Album Review: 2005 Grammy Nominees

Ten years ago the first Grammy Nominees album contained the likes of Sheryl Crow, Seal, and Michael Bolton. Bonnie Raitt lent her guitar-slinging and vocal talents to two tracks while Boyz II Men and Barbra Streisand played their parts as bookends. Mary Chapin Carpenter was the country songstress while Bruce Springsteen, Elton John, Luther Vandross, Mariah Carey and Celine Dion rounded out the talent.

The 2005 Grammy Nominees album does much of the same. Sheryl Crow and Seal are back. Norah Jones lends her piano skills and vocal talents to two tracks. Gretchen Wilson wears the spurs. John Mayer takes Bruce Springsteen’s seat. Where Luther Vandross was the male crooner, we now have Josh Groban and Usher. Various other artists, familiar to anyone paying attention, round out the edges of what amounts to a nice, eclectic, radio-friendly collective.

Looking past the superficial qualities of the disc, you can find an ensemble of artists that are as important to the airwaves as those ten years before them. They represent the best-selling and routinely rotated artists of 2004. It goes without saying that songwriting and performing ability are often pushed aside to make way for a track that’s overexposed. The Black Eyed Peas’ “Let’s Get It Started,” while certainly a fun pop tune, is not the best representation of rap music for the year. Gretchen Wilson is hardly a strong creative contender, but her album sales alone sparked necessity of inclusion. This is where the album becomes interesting.

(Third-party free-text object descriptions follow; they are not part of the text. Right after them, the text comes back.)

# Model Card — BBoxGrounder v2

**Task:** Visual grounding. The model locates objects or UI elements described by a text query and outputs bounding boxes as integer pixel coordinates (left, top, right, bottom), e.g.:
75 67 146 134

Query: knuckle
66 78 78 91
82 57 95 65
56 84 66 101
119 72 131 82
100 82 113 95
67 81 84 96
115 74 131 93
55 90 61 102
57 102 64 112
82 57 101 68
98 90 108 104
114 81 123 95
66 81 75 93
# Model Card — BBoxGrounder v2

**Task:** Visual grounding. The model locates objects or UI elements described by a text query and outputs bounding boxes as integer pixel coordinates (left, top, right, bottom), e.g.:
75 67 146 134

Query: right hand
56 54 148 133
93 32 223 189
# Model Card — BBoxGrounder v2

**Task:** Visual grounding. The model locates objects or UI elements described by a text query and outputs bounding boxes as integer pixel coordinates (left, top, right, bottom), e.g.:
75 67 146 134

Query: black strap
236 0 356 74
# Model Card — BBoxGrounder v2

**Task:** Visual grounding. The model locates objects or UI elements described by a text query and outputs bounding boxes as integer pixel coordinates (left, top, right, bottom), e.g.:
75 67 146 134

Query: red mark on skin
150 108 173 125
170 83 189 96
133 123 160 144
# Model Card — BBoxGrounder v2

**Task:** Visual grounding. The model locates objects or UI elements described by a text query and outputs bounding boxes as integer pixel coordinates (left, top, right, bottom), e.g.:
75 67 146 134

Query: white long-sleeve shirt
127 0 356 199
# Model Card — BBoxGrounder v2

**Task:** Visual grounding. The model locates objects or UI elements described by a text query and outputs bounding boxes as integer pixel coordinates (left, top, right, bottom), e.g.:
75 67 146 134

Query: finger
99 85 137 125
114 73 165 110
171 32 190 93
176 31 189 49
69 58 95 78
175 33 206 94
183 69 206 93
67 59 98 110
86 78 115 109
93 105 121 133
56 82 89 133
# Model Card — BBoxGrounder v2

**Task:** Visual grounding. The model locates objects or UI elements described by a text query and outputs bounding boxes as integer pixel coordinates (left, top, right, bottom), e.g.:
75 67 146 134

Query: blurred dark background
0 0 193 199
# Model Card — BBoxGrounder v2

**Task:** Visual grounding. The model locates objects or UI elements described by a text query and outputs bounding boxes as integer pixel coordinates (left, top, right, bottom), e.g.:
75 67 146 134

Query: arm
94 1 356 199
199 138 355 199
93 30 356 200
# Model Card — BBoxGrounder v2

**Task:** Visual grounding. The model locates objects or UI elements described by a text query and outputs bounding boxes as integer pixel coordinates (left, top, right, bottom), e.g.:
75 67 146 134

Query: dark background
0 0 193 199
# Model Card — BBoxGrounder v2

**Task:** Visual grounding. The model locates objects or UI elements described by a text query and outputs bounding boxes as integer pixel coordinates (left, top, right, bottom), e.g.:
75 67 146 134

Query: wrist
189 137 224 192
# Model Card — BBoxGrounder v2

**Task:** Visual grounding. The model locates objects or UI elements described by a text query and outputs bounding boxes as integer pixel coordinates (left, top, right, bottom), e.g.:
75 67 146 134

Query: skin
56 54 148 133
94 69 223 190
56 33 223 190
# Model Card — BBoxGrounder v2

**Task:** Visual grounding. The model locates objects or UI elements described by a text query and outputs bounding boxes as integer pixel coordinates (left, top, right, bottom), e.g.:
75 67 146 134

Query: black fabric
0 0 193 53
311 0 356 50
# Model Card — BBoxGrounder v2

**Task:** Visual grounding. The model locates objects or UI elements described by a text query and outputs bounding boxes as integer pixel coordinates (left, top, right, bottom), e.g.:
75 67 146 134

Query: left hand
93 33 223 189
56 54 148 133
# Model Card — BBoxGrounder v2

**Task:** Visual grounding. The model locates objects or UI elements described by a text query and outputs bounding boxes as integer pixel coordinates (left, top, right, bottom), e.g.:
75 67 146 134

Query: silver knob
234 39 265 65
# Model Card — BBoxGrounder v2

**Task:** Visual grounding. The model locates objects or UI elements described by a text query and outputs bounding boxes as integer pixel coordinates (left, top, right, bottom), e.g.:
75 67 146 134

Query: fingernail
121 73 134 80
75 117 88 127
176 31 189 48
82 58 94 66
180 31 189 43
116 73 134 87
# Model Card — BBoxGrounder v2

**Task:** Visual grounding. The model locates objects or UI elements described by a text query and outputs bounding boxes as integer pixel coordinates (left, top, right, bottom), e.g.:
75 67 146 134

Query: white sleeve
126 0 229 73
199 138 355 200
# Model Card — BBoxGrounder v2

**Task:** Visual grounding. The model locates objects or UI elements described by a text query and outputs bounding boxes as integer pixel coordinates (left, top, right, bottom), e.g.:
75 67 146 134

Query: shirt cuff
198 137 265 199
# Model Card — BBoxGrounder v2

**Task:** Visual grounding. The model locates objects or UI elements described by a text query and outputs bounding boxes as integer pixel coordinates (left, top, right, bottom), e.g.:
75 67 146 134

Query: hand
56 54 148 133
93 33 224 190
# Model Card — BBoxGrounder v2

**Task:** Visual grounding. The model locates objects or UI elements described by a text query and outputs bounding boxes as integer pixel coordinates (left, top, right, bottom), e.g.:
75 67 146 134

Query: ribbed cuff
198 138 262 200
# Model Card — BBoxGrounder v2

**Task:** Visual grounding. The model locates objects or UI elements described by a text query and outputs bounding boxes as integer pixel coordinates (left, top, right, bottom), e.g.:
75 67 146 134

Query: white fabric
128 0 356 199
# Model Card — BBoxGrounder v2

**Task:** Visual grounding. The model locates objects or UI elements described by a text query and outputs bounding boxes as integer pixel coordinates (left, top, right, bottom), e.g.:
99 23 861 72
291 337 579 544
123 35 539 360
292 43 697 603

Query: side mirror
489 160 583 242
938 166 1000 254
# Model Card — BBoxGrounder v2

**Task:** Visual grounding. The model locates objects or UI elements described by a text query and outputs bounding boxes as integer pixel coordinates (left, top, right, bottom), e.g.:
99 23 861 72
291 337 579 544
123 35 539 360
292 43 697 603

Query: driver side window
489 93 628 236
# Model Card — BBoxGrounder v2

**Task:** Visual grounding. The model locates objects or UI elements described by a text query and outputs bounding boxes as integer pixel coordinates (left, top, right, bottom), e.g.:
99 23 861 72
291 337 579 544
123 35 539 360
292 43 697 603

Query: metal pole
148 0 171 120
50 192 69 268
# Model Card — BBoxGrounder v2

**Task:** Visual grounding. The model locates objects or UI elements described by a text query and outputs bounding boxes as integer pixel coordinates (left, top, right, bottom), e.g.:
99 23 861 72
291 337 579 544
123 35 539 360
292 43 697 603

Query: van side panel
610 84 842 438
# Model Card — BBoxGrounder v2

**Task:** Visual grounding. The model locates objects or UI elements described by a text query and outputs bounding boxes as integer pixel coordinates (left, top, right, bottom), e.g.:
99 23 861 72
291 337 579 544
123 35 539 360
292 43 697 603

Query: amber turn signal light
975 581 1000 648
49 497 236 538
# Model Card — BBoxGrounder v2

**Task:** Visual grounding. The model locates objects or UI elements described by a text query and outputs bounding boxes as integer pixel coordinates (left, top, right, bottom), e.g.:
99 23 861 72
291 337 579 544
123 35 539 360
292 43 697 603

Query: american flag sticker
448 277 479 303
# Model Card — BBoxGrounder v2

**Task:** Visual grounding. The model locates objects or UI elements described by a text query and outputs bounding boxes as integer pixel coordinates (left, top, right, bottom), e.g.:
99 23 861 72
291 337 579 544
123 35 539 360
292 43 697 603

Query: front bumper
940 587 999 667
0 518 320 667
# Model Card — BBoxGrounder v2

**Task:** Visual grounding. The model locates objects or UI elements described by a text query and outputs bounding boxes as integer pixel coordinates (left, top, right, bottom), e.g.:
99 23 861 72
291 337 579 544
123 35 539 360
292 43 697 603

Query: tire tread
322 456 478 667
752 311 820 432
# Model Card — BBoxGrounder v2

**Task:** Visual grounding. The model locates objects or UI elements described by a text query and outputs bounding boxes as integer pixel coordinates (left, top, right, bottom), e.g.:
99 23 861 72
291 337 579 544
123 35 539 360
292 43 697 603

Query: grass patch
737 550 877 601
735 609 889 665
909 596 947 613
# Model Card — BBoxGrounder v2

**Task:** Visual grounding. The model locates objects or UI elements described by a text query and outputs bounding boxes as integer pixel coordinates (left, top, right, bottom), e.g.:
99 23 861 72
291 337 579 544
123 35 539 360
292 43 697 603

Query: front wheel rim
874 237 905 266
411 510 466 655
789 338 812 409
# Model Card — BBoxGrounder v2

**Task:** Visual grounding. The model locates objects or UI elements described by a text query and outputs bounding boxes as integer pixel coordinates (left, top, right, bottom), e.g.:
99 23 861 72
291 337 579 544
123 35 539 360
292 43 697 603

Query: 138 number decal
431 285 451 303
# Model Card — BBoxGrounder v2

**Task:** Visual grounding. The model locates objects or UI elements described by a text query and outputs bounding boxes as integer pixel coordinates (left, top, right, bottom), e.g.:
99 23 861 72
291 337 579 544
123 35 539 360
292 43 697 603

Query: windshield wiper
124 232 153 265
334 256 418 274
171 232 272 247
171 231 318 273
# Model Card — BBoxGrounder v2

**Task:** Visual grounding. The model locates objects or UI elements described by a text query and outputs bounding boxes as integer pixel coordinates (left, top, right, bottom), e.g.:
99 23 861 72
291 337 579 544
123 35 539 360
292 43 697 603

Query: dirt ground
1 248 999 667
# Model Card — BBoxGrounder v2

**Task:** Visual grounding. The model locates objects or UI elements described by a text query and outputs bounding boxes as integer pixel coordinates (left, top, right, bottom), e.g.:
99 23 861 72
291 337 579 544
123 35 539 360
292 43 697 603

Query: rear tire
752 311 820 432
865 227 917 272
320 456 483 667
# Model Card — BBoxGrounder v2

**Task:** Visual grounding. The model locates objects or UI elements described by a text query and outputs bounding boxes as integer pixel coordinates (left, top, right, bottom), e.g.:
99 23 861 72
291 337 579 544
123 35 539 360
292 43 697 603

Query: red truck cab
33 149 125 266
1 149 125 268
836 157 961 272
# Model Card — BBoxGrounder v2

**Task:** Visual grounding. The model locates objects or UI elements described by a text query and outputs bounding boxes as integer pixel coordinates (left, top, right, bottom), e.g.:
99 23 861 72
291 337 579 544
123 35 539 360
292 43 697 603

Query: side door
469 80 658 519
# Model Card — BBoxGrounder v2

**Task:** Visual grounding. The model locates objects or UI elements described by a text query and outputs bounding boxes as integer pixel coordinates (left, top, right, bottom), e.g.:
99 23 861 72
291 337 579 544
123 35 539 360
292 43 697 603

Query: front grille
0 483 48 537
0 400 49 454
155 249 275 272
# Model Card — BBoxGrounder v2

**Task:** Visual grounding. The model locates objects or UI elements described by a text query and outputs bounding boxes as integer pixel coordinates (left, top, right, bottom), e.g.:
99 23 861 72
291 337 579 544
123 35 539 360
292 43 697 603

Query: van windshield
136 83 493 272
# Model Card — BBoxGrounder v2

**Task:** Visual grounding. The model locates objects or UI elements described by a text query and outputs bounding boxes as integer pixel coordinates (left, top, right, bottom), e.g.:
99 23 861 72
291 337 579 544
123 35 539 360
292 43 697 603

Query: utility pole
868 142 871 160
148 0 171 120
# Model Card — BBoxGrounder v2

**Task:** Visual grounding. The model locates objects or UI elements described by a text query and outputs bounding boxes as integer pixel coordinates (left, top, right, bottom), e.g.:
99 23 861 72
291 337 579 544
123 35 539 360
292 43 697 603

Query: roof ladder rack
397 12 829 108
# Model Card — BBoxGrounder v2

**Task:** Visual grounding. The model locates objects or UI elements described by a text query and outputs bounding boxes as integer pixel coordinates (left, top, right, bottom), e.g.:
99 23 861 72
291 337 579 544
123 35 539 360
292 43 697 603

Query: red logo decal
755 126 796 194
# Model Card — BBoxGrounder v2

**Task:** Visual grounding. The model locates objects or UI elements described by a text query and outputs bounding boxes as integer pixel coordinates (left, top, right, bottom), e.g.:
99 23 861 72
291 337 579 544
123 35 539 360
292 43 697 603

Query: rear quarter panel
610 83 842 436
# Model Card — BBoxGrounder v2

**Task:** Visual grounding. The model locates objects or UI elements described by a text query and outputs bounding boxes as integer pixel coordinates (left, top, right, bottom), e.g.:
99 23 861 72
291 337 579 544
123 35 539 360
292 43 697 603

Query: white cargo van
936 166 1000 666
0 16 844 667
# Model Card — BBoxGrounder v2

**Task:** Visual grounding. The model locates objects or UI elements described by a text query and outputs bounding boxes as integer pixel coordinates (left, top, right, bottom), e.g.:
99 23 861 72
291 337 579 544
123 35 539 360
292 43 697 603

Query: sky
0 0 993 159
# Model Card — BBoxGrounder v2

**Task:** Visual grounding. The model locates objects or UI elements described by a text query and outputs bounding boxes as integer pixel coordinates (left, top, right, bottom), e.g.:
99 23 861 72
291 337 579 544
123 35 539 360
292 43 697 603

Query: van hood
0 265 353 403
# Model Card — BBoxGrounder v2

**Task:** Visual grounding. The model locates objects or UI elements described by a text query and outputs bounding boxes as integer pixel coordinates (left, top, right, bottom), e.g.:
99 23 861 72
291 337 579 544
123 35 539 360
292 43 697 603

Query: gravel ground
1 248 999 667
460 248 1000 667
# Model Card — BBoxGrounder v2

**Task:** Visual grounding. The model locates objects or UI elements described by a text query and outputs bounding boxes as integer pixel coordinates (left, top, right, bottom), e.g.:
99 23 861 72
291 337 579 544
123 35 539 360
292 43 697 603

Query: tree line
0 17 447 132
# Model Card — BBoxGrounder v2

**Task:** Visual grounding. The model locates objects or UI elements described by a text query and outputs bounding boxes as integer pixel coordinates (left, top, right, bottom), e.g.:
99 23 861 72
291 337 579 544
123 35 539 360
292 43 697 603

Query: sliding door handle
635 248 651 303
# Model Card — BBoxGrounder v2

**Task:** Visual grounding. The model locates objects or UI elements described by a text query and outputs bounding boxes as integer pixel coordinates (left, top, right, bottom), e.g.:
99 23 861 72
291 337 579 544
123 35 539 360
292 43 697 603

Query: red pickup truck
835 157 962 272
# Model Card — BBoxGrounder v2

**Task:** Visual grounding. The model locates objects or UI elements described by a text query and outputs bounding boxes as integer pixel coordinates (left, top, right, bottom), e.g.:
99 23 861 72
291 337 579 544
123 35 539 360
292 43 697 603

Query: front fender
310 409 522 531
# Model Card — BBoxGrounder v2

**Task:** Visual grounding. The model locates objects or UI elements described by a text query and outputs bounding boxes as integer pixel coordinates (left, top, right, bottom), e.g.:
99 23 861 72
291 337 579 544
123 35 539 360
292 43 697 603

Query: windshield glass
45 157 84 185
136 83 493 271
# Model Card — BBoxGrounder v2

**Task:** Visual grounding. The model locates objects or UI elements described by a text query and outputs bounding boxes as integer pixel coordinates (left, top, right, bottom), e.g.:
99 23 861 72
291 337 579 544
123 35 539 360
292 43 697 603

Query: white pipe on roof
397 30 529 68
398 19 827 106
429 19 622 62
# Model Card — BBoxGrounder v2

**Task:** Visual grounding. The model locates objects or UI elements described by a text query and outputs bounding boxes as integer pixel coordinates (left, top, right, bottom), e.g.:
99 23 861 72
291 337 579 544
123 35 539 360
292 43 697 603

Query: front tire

While the NOW discs will always be smattered with difficult-to-remember songs of the moment, the Grammy Nominees albums maintain respectability by including a variety of artists that should be a viable force in music for the long term. Some, like Ms. Wilson, are really a gamble (It’s a good thing 1990 didn’t have an anthology disc, as a recall for Milli Vanilli inclusion could have happened). If they can grow past their pop sensibility, they can say “I told you so.” But if they fade in a year or two, they’re an anomaly stacked alongside longer legged artists like U2 and Ray Charles.